DENTAL CARE provides a good illustration. Top-drawer benefits include (in addition to a lifetime of routine visits) corrective procedures (over/underbite, braces, retainers, implants, cosmetic correctives, root canals & crowns) and lately access to 3-D implant creations while you wait. Those with less settle for “just the basics” which may include everyday fillings, extractions and dentures. Further down are the population who only go to a dentist when there is a problem — usually a conspicuous decayed place or toothache. And at the bottom are dental emergencies that report to hospital ED, disparately seeking pain relief. (This is one of several root causes of the opioid epidemic as people in pain shop black-market pain remedies.)
Bottom line: American dental are is why a fourth of Medicare-age beneficiaries no longer have any of their natural teeth.

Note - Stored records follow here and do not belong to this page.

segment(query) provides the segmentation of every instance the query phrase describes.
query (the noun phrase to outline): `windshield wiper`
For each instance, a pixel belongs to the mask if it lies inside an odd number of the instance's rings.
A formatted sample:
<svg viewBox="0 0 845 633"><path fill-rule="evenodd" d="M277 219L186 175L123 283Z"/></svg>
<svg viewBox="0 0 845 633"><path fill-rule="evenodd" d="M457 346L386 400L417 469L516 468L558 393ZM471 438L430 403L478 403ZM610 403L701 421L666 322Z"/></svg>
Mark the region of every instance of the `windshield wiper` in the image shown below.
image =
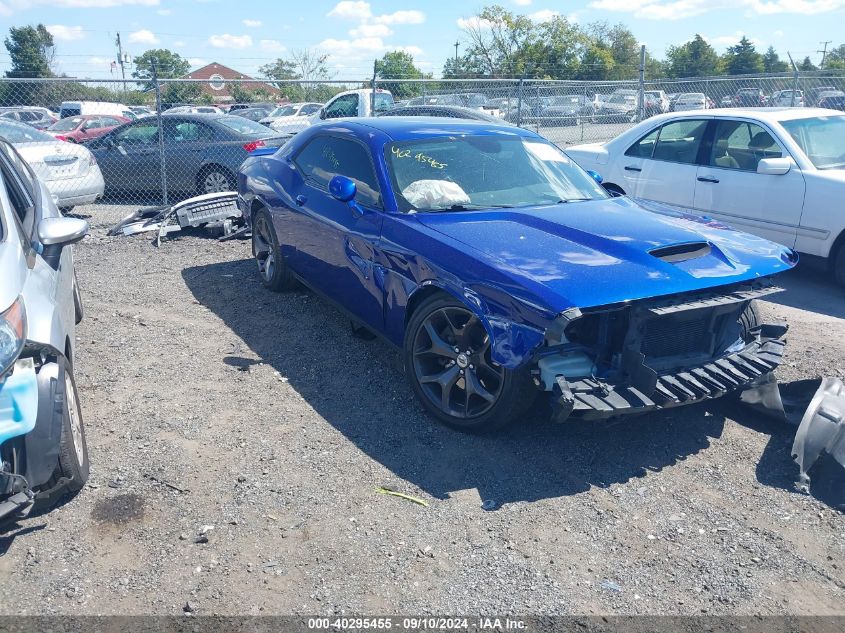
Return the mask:
<svg viewBox="0 0 845 633"><path fill-rule="evenodd" d="M513 209L509 204L453 204L451 207L432 207L430 211L477 211L479 209Z"/></svg>
<svg viewBox="0 0 845 633"><path fill-rule="evenodd" d="M560 199L554 204L567 204L569 202L588 202L592 200L592 198L567 198L566 200Z"/></svg>

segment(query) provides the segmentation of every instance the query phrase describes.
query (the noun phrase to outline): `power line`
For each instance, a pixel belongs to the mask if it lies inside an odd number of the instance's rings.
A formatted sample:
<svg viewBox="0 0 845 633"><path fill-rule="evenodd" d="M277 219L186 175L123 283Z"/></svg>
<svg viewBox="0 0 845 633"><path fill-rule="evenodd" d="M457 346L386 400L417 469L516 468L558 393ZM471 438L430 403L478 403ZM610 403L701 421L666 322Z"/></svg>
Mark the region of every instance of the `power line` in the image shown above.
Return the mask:
<svg viewBox="0 0 845 633"><path fill-rule="evenodd" d="M825 42L819 42L819 43L824 45L824 48L822 50L816 51L817 53L822 54L822 62L821 62L821 64L819 64L819 70L821 70L822 68L824 68L824 60L827 57L827 45L833 44L833 42L831 40L827 40Z"/></svg>

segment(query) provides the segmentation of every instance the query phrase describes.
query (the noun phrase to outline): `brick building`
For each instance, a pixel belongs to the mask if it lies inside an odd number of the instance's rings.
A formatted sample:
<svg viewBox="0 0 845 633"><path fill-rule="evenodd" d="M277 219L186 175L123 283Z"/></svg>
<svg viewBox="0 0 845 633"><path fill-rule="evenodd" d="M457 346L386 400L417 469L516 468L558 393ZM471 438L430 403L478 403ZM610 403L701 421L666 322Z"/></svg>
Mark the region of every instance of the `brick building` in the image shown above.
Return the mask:
<svg viewBox="0 0 845 633"><path fill-rule="evenodd" d="M238 72L234 68L229 68L228 66L224 66L223 64L218 64L216 62L206 64L202 68L198 68L192 73L188 73L182 77L182 79L205 80L205 83L201 83L199 85L204 93L211 95L211 98L215 103L230 103L234 101L234 98L229 92L233 84L226 83L227 80L232 79L251 80L243 81L238 85L240 85L240 87L244 90L261 90L266 92L270 101L277 101L282 96L279 90L270 84L254 79L249 75Z"/></svg>

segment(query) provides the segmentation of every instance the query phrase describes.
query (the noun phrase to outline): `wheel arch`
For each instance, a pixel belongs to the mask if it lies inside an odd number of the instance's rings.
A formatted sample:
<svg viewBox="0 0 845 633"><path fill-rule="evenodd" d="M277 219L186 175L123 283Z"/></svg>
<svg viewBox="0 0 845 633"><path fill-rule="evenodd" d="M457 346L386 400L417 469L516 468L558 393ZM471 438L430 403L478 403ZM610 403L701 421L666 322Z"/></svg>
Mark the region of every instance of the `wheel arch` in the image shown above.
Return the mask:
<svg viewBox="0 0 845 633"><path fill-rule="evenodd" d="M617 185L615 182L603 182L601 186L604 187L610 193L614 193L621 196L627 195L625 193L625 190L619 185Z"/></svg>
<svg viewBox="0 0 845 633"><path fill-rule="evenodd" d="M830 247L830 253L827 256L827 267L831 272L834 272L836 258L842 248L845 248L845 229L842 229L836 239L833 240L833 245Z"/></svg>
<svg viewBox="0 0 845 633"><path fill-rule="evenodd" d="M490 337L492 359L508 369L524 366L533 357L534 350L543 342L545 335L543 331L494 314L484 298L476 292L470 289L459 292L436 280L419 284L408 295L403 317L403 338L408 335L408 324L420 305L437 295L455 299L478 317Z"/></svg>

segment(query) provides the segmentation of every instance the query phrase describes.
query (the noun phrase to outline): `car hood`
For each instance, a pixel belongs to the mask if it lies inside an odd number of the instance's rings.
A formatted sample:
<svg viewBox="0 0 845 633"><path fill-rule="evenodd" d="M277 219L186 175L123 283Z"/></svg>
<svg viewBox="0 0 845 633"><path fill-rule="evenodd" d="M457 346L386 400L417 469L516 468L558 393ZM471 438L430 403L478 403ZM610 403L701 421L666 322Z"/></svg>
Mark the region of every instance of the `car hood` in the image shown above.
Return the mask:
<svg viewBox="0 0 845 633"><path fill-rule="evenodd" d="M788 248L665 205L629 198L521 209L421 213L426 227L481 253L552 310L672 295L787 270ZM649 251L706 242L671 263ZM694 250L694 249L690 249Z"/></svg>
<svg viewBox="0 0 845 633"><path fill-rule="evenodd" d="M635 103L608 103L605 101L601 104L602 110L613 110L615 112L627 112L628 110L636 109L637 105Z"/></svg>
<svg viewBox="0 0 845 633"><path fill-rule="evenodd" d="M308 116L290 116L276 119L272 123L272 128L279 132L301 132L305 128L318 123L320 121L320 114L309 114Z"/></svg>

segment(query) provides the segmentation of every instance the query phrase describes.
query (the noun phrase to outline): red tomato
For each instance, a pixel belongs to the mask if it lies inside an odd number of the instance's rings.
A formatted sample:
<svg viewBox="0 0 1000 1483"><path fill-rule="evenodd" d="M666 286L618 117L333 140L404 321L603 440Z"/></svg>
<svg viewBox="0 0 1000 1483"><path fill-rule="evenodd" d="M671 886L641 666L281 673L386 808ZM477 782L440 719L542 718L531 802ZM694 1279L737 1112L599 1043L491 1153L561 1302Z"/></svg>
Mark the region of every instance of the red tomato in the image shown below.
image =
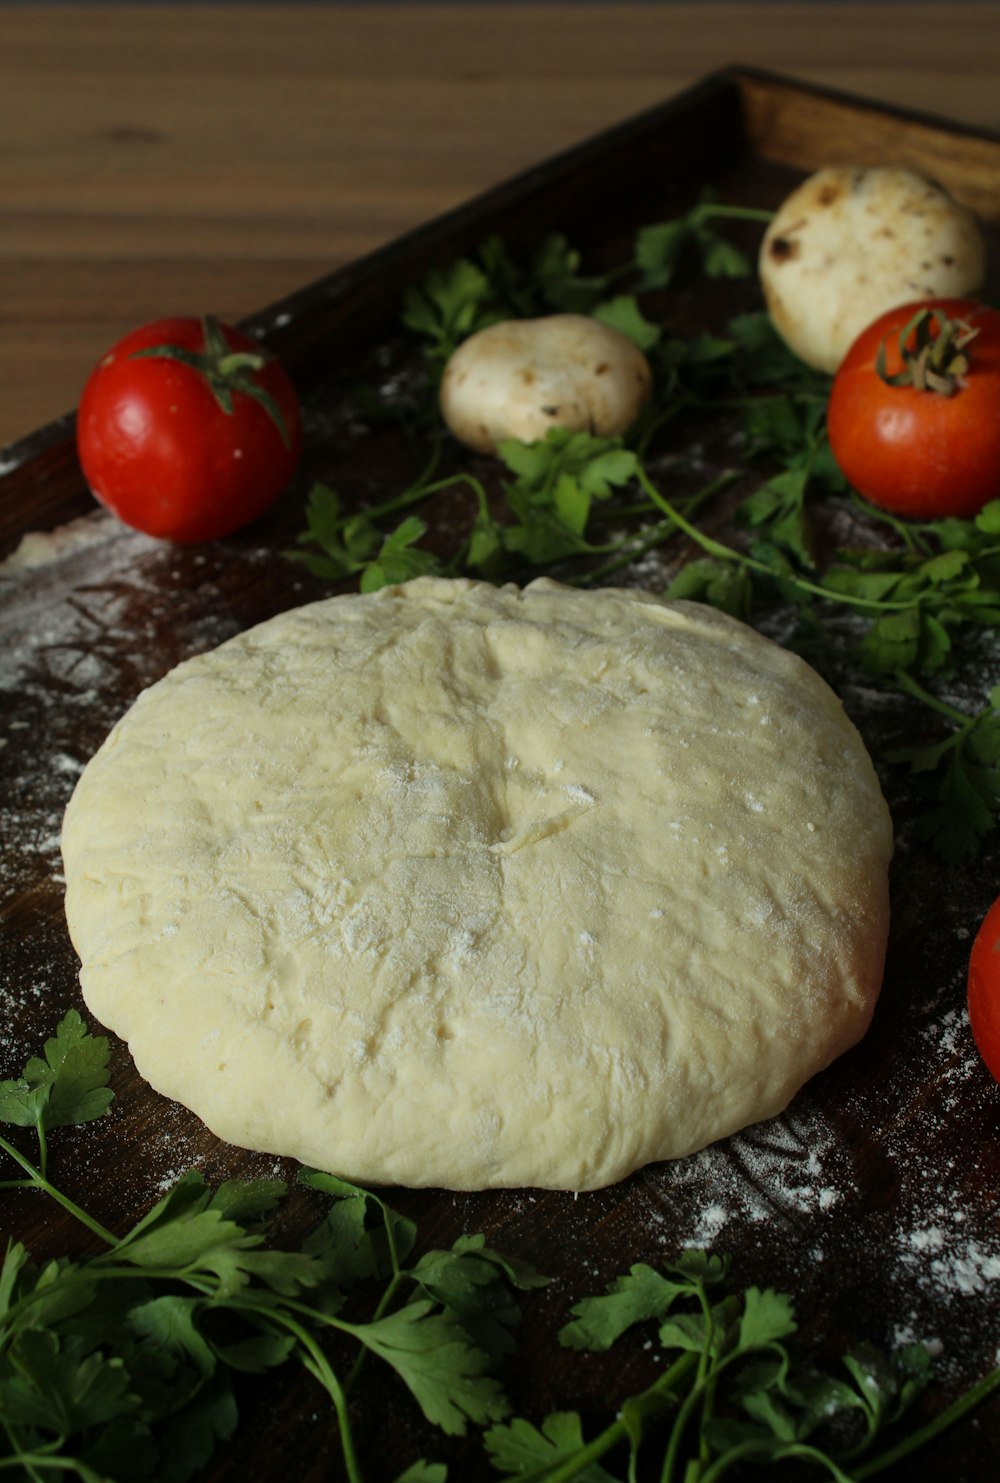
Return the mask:
<svg viewBox="0 0 1000 1483"><path fill-rule="evenodd" d="M950 395L890 386L876 369L883 344L886 373L904 369L900 336L922 307L978 331ZM912 350L913 335L906 343ZM975 515L1000 498L1000 313L970 299L927 299L883 314L834 377L827 427L834 458L872 504L918 519Z"/></svg>
<svg viewBox="0 0 1000 1483"><path fill-rule="evenodd" d="M1000 1081L1000 896L986 913L972 945L969 1020L979 1054Z"/></svg>
<svg viewBox="0 0 1000 1483"><path fill-rule="evenodd" d="M119 340L87 380L76 436L102 504L148 535L189 542L273 504L302 435L281 365L206 317L156 320Z"/></svg>

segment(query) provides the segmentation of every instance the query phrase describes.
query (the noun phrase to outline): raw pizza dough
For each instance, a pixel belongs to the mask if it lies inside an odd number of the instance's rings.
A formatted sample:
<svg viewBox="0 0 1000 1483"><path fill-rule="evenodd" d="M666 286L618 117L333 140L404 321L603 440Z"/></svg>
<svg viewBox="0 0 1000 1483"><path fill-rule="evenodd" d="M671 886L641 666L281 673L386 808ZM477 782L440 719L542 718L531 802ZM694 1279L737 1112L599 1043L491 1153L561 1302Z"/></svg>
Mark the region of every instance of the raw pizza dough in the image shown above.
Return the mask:
<svg viewBox="0 0 1000 1483"><path fill-rule="evenodd" d="M232 1143L584 1190L866 1029L889 817L800 659L639 591L422 578L181 664L66 813L84 997Z"/></svg>

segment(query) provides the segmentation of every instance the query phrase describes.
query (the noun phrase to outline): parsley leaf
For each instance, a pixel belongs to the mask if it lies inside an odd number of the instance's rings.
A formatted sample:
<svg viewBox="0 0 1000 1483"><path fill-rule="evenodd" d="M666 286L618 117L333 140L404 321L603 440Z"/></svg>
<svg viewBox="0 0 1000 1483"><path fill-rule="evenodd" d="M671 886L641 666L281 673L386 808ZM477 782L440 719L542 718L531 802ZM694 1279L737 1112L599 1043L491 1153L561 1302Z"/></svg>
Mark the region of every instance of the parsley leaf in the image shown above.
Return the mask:
<svg viewBox="0 0 1000 1483"><path fill-rule="evenodd" d="M58 1097L36 1098L31 1108L39 1142L46 1108L60 1122L88 1120L98 1105L95 1082L107 1104L106 1049L73 1012L47 1043L45 1061L29 1061L8 1084L18 1117L25 1085ZM28 1175L9 1183L58 1199L104 1245L41 1268L23 1246L8 1247L0 1266L0 1468L9 1458L30 1470L44 1453L93 1483L110 1476L182 1483L232 1435L235 1377L294 1361L333 1401L345 1457L353 1455L346 1396L365 1355L394 1371L445 1432L507 1414L491 1369L512 1347L515 1290L544 1279L481 1236L407 1267L411 1221L356 1185L308 1170L301 1182L330 1204L298 1249L267 1240L267 1221L286 1195L282 1181L231 1179L213 1189L196 1171L116 1236L6 1140L0 1148ZM348 1292L350 1321L342 1314ZM332 1337L355 1346L342 1372ZM411 1473L441 1476L431 1464Z"/></svg>
<svg viewBox="0 0 1000 1483"><path fill-rule="evenodd" d="M691 1283L639 1262L617 1278L604 1297L584 1298L573 1309L574 1320L560 1330L559 1342L570 1349L610 1349L633 1324L662 1318Z"/></svg>
<svg viewBox="0 0 1000 1483"><path fill-rule="evenodd" d="M301 562L316 577L340 582L354 576L371 560L380 542L378 527L367 515L343 515L340 497L327 484L314 484L306 500L306 529L298 537L300 545L319 547L316 551L288 551L291 561Z"/></svg>
<svg viewBox="0 0 1000 1483"><path fill-rule="evenodd" d="M433 269L403 299L403 323L428 340L428 354L438 361L447 360L466 336L505 317L489 276L468 258Z"/></svg>
<svg viewBox="0 0 1000 1483"><path fill-rule="evenodd" d="M598 549L586 534L593 501L609 499L638 467L621 438L563 427L535 443L510 438L499 454L516 478L505 491L514 519L498 527L498 539L535 566Z"/></svg>
<svg viewBox="0 0 1000 1483"><path fill-rule="evenodd" d="M361 574L361 591L376 592L380 587L439 572L441 564L434 553L417 545L426 534L427 522L418 515L408 515L386 536L378 553L368 562Z"/></svg>
<svg viewBox="0 0 1000 1483"><path fill-rule="evenodd" d="M519 1478L545 1476L558 1463L578 1458L585 1445L583 1425L573 1411L554 1411L541 1427L518 1417L490 1427L483 1442L497 1471ZM573 1477L584 1483L615 1483L614 1475L598 1462L574 1468Z"/></svg>
<svg viewBox="0 0 1000 1483"><path fill-rule="evenodd" d="M458 1318L479 1348L495 1357L515 1347L512 1331L521 1310L514 1290L548 1282L528 1263L488 1247L483 1236L460 1236L450 1251L426 1252L410 1276L418 1293Z"/></svg>
<svg viewBox="0 0 1000 1483"><path fill-rule="evenodd" d="M400 1473L396 1483L447 1483L448 1469L443 1462L420 1458Z"/></svg>
<svg viewBox="0 0 1000 1483"><path fill-rule="evenodd" d="M713 225L722 218L765 221L769 213L704 200L685 216L643 227L636 238L634 254L641 275L640 290L666 288L686 254L698 259L707 278L748 277L753 270L746 253L728 242Z"/></svg>
<svg viewBox="0 0 1000 1483"><path fill-rule="evenodd" d="M201 1175L190 1171L112 1252L95 1259L95 1270L102 1263L117 1266L124 1262L140 1269L169 1269L185 1278L210 1277L221 1298L233 1296L251 1281L284 1297L297 1297L318 1286L327 1275L321 1257L261 1251L261 1233L227 1219L227 1206L233 1208L241 1193L238 1186L234 1190L235 1183L223 1186L223 1198L217 1200ZM256 1189L257 1183L251 1188ZM256 1213L258 1202L252 1195L240 1203Z"/></svg>
<svg viewBox="0 0 1000 1483"><path fill-rule="evenodd" d="M734 371L745 387L781 387L789 392L825 397L830 378L810 369L788 348L766 309L737 314L729 321Z"/></svg>
<svg viewBox="0 0 1000 1483"><path fill-rule="evenodd" d="M638 1476L642 1452L651 1475L664 1478L715 1479L739 1463L808 1460L851 1483L850 1460L867 1453L926 1384L927 1351L910 1346L887 1356L863 1345L845 1358L846 1380L825 1374L786 1347L796 1332L787 1294L749 1287L712 1302L711 1292L727 1279L725 1262L685 1252L662 1272L636 1265L605 1295L578 1303L564 1344L603 1350L634 1325L653 1322L660 1344L678 1357L590 1439L575 1413L554 1413L541 1429L522 1418L492 1428L485 1442L494 1465L530 1483L603 1480L620 1476L605 1472L603 1459L627 1450L630 1478ZM1000 1371L994 1376L989 1388L1000 1385ZM839 1423L858 1414L862 1429L855 1427L845 1446L851 1433ZM828 1446L809 1440L820 1431ZM870 1470L878 1470L877 1459Z"/></svg>
<svg viewBox="0 0 1000 1483"><path fill-rule="evenodd" d="M666 596L707 602L734 618L746 618L753 601L753 581L745 566L703 556L681 567Z"/></svg>
<svg viewBox="0 0 1000 1483"><path fill-rule="evenodd" d="M469 1421L484 1426L510 1410L499 1381L486 1373L488 1356L431 1302L411 1302L351 1333L392 1366L428 1421L450 1436L461 1436Z"/></svg>
<svg viewBox="0 0 1000 1483"><path fill-rule="evenodd" d="M888 753L890 762L909 766L930 804L917 821L917 836L951 865L972 860L1000 818L1000 685L982 711L964 715L935 700L912 675L897 673L896 681L953 725L942 741Z"/></svg>
<svg viewBox="0 0 1000 1483"><path fill-rule="evenodd" d="M110 1107L108 1041L90 1035L71 1009L21 1076L0 1082L0 1122L22 1128L62 1128L90 1122Z"/></svg>
<svg viewBox="0 0 1000 1483"><path fill-rule="evenodd" d="M786 1293L749 1287L743 1295L739 1347L762 1348L775 1339L787 1339L796 1329L791 1300Z"/></svg>
<svg viewBox="0 0 1000 1483"><path fill-rule="evenodd" d="M401 1270L417 1238L411 1220L399 1215L370 1190L321 1169L300 1169L299 1183L336 1201L324 1224L308 1238L307 1250L316 1254L335 1251L341 1264L344 1236L349 1233L347 1266L351 1281L360 1277L384 1278Z"/></svg>
<svg viewBox="0 0 1000 1483"><path fill-rule="evenodd" d="M652 350L663 333L658 324L651 323L643 314L634 294L619 294L597 304L593 316L632 340L640 350Z"/></svg>

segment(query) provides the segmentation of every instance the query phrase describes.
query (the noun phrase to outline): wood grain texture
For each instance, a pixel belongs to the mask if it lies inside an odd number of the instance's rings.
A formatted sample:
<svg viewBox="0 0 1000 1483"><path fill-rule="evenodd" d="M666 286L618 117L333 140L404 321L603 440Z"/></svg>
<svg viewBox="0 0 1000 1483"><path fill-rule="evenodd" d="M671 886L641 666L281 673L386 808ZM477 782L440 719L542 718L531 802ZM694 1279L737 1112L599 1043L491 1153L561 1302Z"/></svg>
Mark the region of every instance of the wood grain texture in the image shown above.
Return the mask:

Having followed this discussion for the last ten or fifteen years, I don’t expect lay people to do much more than read the headlines and hope for the best. Those who are curious would do well to look at how healthcare is managed (or not) in other countries. Short version: single-payer plus private insurance with wage and price controls that most Americans consider a pathway to tyranny.
The era of onerous rationing has arrived, personified by this story. Given the history, I wonder how his diabetic health care, at onset, was organized: diligence with diet & testing or just a prescription called in every 6 months. Was he followed every 3 months or “once in awhile” for his blood pressure? Did he have any dental care?
.
I cannot imagine the angst associated with this person’s final days. In spite of the larger picture, it is hard to imagine that Anish could continue his commitment to spontaneously generate trust, collaboration and reciprocity (Social capital) for solving the social dilemmas that occur daily for many citizens within the civil life of healthcare.
Tx for the kind words Paul!
Barry, we could always do better. There are bad doctors that operate freely. Our professional societies are lax. In general, I think there’s a good matches driven by referring doctors- but nothing is perfect. The public and you want perfection- not sure that’s achievable and the pursuit of such May cause the system to regress rather than progress
This is indeed a powerful story and a classic illustration of unintended consequences…If I’m a patient like Joe, though, what alternative mechanism do I have to identify and avoid the “bad apples” if I don’t have a knowledgeable doctor or nurse in my family or among my circle of friends? Doctors, like most professionals, have a strong bias toward protecting their own and the record of removing the small number of lousy doctors from practicing medicine is less than stellar to put it mildly. Ideally, there would be a good, professional, objective referral center that could help to steer patients toward high quality doctors rather than just give them a list of names without comment but even that may not be of much use for a patient who lands in the ER and needs surgery immediately.
What would be helpful, in my opinion, is for the profession to do a better job of weeding out the small number of bad doctors. Too often, I think, the mentality of the committee members charged with making such decisions is (1) there but for the grace of God go I, (2) he probably has a mortgage and a family to support so (3) let’s not take away his livelihood.. That attitude certainly helps the doc. The patient, not so much.
Anish, This is a powerful and disturbing story!….and deserves wide distribution. With a little editing it ought to be submitted to the Wall Street Journal op-ed page…..or Washington Post or NY Times.